Regierungschefin Sturgeon äußerte nach der Abstimmung die Hoffnung, "dass die britische Regierung den Willen dieses Parlaments respektiert". Im Gegenzug werde sie sich in den Gesprächen mit London kompromissbereit zeigen.

Sturgeon möchte die Schotten im Herbst 2018 oder spätestens im Frühjahr 2019 erneut über die Loslösung von Großbritannien abstimmen lassen - also noch vor dem voraussichtlichen EU-Austritt Großbritanniens in zwei Jahren. Schottland, das beim Brexit-Referendum im Juni mehrheitlich gegen den EU-Ausstieg gestimmt hatte, will EU-Mitglied oder zumindest im europäischen Binnenmarkt bleiben.

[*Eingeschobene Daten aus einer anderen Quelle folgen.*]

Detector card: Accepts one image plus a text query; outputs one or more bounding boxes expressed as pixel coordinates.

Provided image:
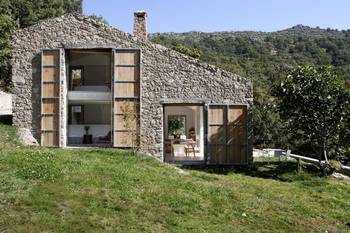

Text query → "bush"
[321,160,342,176]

Die britische Regierung will einem neuen Referendum zumindest zum jetzigen Zeitpunkt nicht zustimmen. Erst am Montag hatte May erneut ihre Ablehnung bekräftigt. Jetzt sei "nicht der richtige Moment" für eine solche Befragung, sagte sie bei einem Treffen mit Sturgeon.

May verwies auf die anstehenden Brexit-Verhandlungen mit der EU. Dies sei der Moment, "an dem wir eher zusammenstehen sollten anstatt uns zu trennen", sagte die Regierungschefin. Nach ihren Worten wäre es "ungerecht", das schottische Volk um eine so wichtige Entscheidung zu bitten, bevor "alle Fakten bekannt sind".

Politisch wäre es für May aber trotzdem heikel, sich dem Votum des schottischen Parlaments zu widersetzen. Sturgeon hatte es als "völlig inakzeptabel" bezeichnet, sollte sich London einem "unanfechtbaren demokratischen Mandat" entgegenstellen.

Bei dem ersten Referendum 2014 hatten sich 55 Prozent der Wähler gegen die Unabhängigkeit Schottlands ausgesprochen. Sturgeon argumentiert nun, mit dem Brexit-Votum habe sich die Ausgangslage geändert: Weil die Schotten mehrheitlich für einen Verbleib in der EU seien, sei ein weiteres Unabhängigkeitsreferendum angebracht.

Jüngsten Umfragen zufolge liegen Befürworter und Gegner einer Loslösung vom Vereinigten Königreich derzeit dicht beieinander. Eine Mehrheit für die Abspaltung gibt es aber nicht, das Ja-Lager kommt demnach auf 46 Prozent. Dies ist der höchste Wert seit 1999.

Neun Monate nach dem Brexit-Votum will die britische Regierung am Mittwoch offiziell den EU-Austritt erklären. Damit beginnen auf zwei Jahre angelegte Verhandlungen über die Entflechtung der Beziehungen beider Seiten.

Londons Bürgermeister Sadiq Khan warnte am Dienstag vor den Konsequenzen eines harten Kurses der EU gegenüber Großbritannien in den bevorstehenden Austrittsverhandlungen. "Ein schlechter Brexit-Deal, der London schadet, würde auch der EU schaden", sagte Khan in Brüssel.

Der Fraktionsvorsitzende der Europäischen Volkspartei (EVP), Manfred Weber, bezeichnete den Brexit als schweren Fehler. "Aus unserer Sicht ist es ein historischer Fehler, diese ganze Übung zu machen", sagte der CSU-Europapolitiker. Vor allem der Status der im Vereinigten Königreich lebenden EU-Bürger müsse "sofort geklärt werden". Für Großbritannien werde der Austritt letztlich "sehr teuer" werden.